I have had trouble getting Playpower usable production db code to try and duplicate this, so I'm putting this issue on the board for "cycle 2" to try and create a reproducible example for this that can be shared.

danoswaltCL commented 1 year ago

@ppratikcr7 I was able to load the prod clone sql file into empty local db and then start up backend services and use it normally, I don't know if the user 'readonly' error really matters?

I tried briefly to recreate the bug under locust load tests but I think it will require some more thought about how to reproduce, I will need to get used to how to modify these locust python scripts to get what we want.

I believe what might work is to find a stable baseline under load-testing with all experiments enrolling, then try setting experiments to "enrollment-complete" and see if anything starts to change in the response-times. That is about as much as I know about this bug at this point, I wish I had the exact data from when it happened, will try to catch it in the act if it happens again.

ppratikcr7 commented 1 year ago

@danoswaltCL Hey, thanks for checking. I will try again to import it.

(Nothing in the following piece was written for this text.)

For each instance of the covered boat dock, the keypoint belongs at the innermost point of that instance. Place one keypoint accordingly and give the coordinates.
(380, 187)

For me, after taking about an hour or so, the error showed up and there was no data in the empty db I had created.

Yeah, right. We need to try load testing scripts as per above. Do let me know in case you need help with the script changes.

danoswaltCL commented 10 months ago

QA: Dan

amurphy-cl commented 9 months ago

Reopening this so we can validate in prod, tentatively scheduled for 01/02/2024

ppratikcr7 commented 8 months ago

@danoswaltCL We removed the PR changes for this ticket in the PR for the competing experiments pool logic. This wont have much latency issue now, as we use cached experiment list. Do we still want to QA this and keep the ticket open?